La scena sfuma dal bianco al nero, ma è il grigio che
prevale, quasi a ricordare che la realtà è nelle
sfumature: per quanto si cerchi di fare chiarezza nei comportamenti
umani, qualcosa si blocca e si ritorna a fare le cose «per
bene», come usa la borghesia.
È il dramma di un uomo mite, Martino Lori (Gabriele Lavia)
tradito dall’adorata moglie Silvia, con una figlia bastarda
(Lucia Lavia), nata dalla relazione con un deputato in ascesa
(Gianni de Lellis), poi benefattore sia di Lori che della figlia.
Le abitudini non conterranno la belva interiore, l’altro,
il vero sé, che Pirandello scova ed evidenzia. Martino
solleva il velo della menzogna, ribalta le carte e porta la
sua commedia umana al culmine per poi trovare una normalità,
un suo modo di fare le «cose per bene».
Sorprende trovare Lavia-attore
contenuto, umile, al servizio totale del personaggio e moderato
nella recitazione. Lavia-regista mangia avidamente l’opera
pirandelliana, la respira, ne percepisce l’essenza e
la restituisce al pubblico, curando i dettagli nei minimi
particolari e muovendo gli attori come il regista di una pellicola.
I dialoghi sono lunghi per una messa in scena così
essenziale (in particolare quello tra padre e figlia), eppure
non stonano: sono parte del lavoro registico, per cui si preme
il pulsante del ritmo con sapienza e furbizia.
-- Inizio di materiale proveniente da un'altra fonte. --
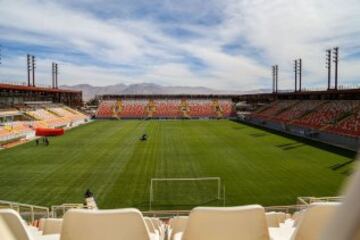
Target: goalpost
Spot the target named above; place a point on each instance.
(215, 185)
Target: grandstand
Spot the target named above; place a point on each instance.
(19, 125)
(181, 106)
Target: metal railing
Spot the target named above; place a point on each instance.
(309, 200)
(33, 212)
(27, 211)
(58, 211)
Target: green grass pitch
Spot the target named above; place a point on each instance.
(255, 165)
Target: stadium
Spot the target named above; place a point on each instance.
(277, 164)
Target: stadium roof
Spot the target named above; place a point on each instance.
(4, 86)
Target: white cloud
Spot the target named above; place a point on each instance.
(279, 30)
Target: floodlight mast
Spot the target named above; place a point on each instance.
(28, 58)
(328, 66)
(33, 68)
(296, 73)
(300, 73)
(336, 62)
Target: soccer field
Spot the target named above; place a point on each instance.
(255, 165)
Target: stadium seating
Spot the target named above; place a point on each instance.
(105, 109)
(210, 223)
(71, 116)
(349, 126)
(297, 110)
(52, 226)
(126, 224)
(328, 113)
(14, 131)
(205, 223)
(51, 120)
(166, 108)
(274, 109)
(177, 226)
(314, 220)
(12, 227)
(336, 116)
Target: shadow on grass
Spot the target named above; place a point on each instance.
(338, 166)
(289, 146)
(258, 134)
(182, 206)
(327, 147)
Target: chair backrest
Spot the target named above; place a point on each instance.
(281, 216)
(272, 219)
(11, 226)
(80, 224)
(314, 220)
(227, 223)
(345, 224)
(177, 225)
(42, 224)
(52, 226)
(150, 225)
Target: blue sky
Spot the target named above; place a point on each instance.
(225, 45)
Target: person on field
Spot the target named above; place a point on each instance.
(143, 137)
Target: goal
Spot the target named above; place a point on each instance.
(184, 192)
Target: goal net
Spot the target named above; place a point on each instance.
(177, 193)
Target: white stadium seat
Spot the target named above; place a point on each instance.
(177, 226)
(80, 224)
(314, 220)
(12, 227)
(52, 226)
(227, 223)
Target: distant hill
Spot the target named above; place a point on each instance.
(90, 91)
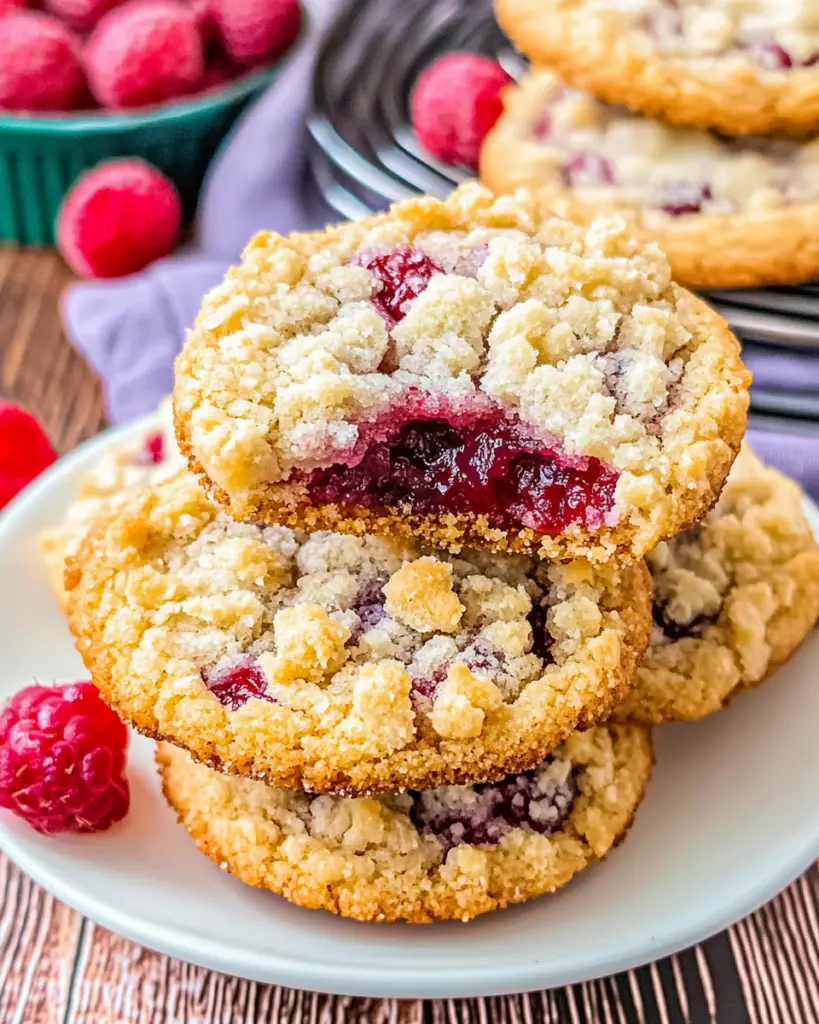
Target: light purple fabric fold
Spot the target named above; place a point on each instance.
(130, 330)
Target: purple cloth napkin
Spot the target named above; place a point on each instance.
(130, 330)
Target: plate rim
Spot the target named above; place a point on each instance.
(434, 982)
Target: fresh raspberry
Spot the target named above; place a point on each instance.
(253, 32)
(144, 52)
(455, 103)
(234, 685)
(118, 217)
(25, 451)
(62, 755)
(82, 15)
(219, 72)
(40, 67)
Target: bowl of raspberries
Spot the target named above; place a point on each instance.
(83, 81)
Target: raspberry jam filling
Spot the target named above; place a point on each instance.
(402, 275)
(487, 464)
(153, 451)
(539, 801)
(235, 684)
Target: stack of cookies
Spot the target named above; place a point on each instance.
(388, 623)
(726, 178)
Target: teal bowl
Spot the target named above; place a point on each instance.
(41, 157)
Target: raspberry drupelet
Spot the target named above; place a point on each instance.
(468, 372)
(347, 665)
(62, 754)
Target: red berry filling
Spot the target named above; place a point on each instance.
(369, 605)
(402, 274)
(62, 755)
(588, 170)
(153, 452)
(235, 684)
(531, 800)
(483, 464)
(679, 198)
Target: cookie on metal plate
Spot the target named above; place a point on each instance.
(463, 372)
(118, 474)
(727, 212)
(733, 598)
(342, 664)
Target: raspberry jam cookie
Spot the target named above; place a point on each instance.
(447, 853)
(680, 186)
(465, 372)
(342, 664)
(120, 472)
(733, 598)
(741, 67)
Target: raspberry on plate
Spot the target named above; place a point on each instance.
(472, 371)
(62, 754)
(108, 484)
(455, 103)
(40, 67)
(118, 217)
(253, 32)
(144, 52)
(752, 559)
(25, 451)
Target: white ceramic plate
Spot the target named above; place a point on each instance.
(730, 817)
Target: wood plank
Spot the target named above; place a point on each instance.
(38, 942)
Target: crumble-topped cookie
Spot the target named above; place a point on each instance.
(120, 472)
(447, 853)
(344, 664)
(742, 67)
(468, 372)
(733, 598)
(681, 186)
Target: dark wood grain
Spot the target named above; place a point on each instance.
(57, 968)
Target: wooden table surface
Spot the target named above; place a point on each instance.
(58, 968)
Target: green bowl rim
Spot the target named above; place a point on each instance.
(101, 123)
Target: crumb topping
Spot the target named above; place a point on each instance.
(602, 152)
(295, 364)
(721, 578)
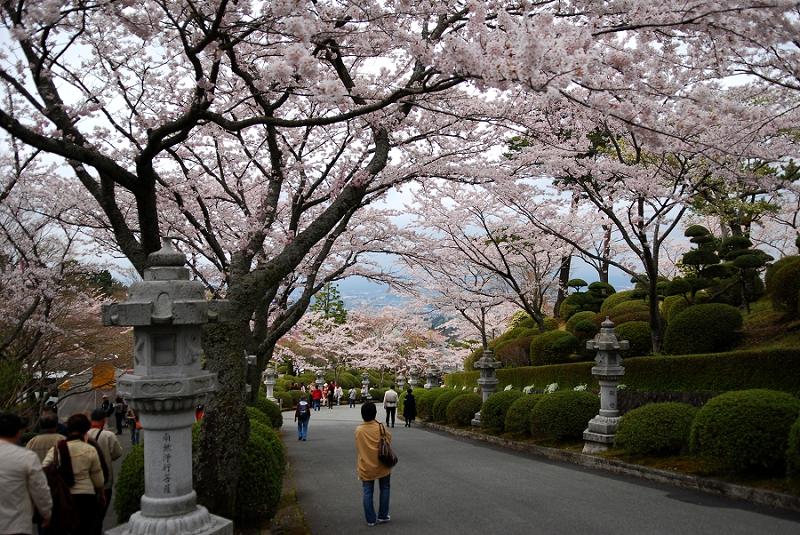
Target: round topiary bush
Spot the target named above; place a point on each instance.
(563, 415)
(494, 409)
(579, 317)
(706, 328)
(439, 409)
(271, 410)
(518, 417)
(129, 487)
(258, 489)
(615, 299)
(553, 347)
(656, 429)
(637, 333)
(745, 430)
(425, 403)
(462, 409)
(793, 451)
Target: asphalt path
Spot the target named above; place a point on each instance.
(445, 485)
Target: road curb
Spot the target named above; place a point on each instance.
(702, 484)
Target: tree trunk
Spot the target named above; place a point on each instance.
(225, 425)
(563, 278)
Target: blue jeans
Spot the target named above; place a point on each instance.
(302, 428)
(383, 502)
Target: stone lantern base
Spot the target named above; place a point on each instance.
(197, 522)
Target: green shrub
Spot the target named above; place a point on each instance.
(425, 402)
(637, 333)
(656, 429)
(615, 299)
(793, 451)
(439, 409)
(271, 410)
(462, 409)
(259, 486)
(552, 347)
(518, 417)
(563, 415)
(785, 283)
(272, 438)
(705, 328)
(746, 430)
(494, 409)
(579, 317)
(129, 487)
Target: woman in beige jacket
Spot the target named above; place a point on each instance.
(369, 468)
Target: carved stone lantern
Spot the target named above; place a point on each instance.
(599, 436)
(270, 374)
(488, 379)
(167, 312)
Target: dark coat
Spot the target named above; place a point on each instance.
(410, 407)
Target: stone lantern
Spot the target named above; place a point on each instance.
(599, 436)
(167, 312)
(270, 374)
(488, 379)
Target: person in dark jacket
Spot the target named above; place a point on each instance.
(409, 408)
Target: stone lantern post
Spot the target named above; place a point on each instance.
(270, 374)
(599, 436)
(488, 379)
(167, 312)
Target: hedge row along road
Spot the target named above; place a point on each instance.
(444, 485)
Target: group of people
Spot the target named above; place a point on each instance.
(82, 451)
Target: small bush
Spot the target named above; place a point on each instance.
(518, 417)
(746, 430)
(439, 409)
(425, 402)
(129, 487)
(637, 333)
(494, 409)
(552, 347)
(271, 410)
(579, 317)
(462, 409)
(793, 451)
(563, 415)
(707, 328)
(656, 429)
(615, 299)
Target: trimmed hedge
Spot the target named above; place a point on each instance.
(656, 429)
(494, 409)
(637, 333)
(439, 409)
(706, 328)
(552, 347)
(745, 431)
(518, 417)
(271, 410)
(462, 409)
(563, 415)
(129, 485)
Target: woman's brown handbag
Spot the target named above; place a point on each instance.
(385, 454)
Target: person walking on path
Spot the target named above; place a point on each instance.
(409, 408)
(47, 437)
(81, 466)
(302, 415)
(22, 480)
(390, 404)
(110, 448)
(369, 468)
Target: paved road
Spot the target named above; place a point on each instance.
(445, 485)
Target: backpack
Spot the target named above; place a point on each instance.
(302, 409)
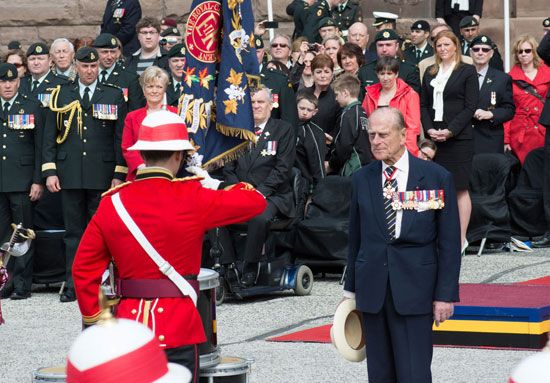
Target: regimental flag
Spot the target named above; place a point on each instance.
(222, 135)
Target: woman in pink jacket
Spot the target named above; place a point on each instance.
(394, 92)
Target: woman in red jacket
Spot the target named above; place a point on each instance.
(530, 83)
(394, 92)
(153, 81)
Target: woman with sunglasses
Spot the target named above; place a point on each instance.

I costumi ricchi,
gli arredamenti lussuosi ricordano che siamo di fronte ad
una grande macchina teatrale, ma la cura nella direzione degli
attori, quell’umiltà così vera, riportano
lo spettatore sul terreno dell’arte.
Daniela Poggi è elegante, ironica, teatrale senza esagerazione,
suocera del protagonista; movenze da manichino, sinuosa nell’incedere,
cantilenante come si addice ad una governante di alta classe,
l’ottima Giulia Giuliani; Lucia Lavia mostra gli eccessi
della gioventù e forse l’opportunità/rischio
di essere una figlia d’arte: si muove a volte come una
gazzella, a volte con la falcata di un soldato, strilla il
personaggio dall’inizio alla fine, non lo modula; Gianni
De Lellis regge benissimo il confronto con Lavia, sprezzante,
imperturbabile, uomo di mondo, cinico, magnanimo.
Tutto per bene,
come si conviene ad un artista con la fama di Gabriele Lavia.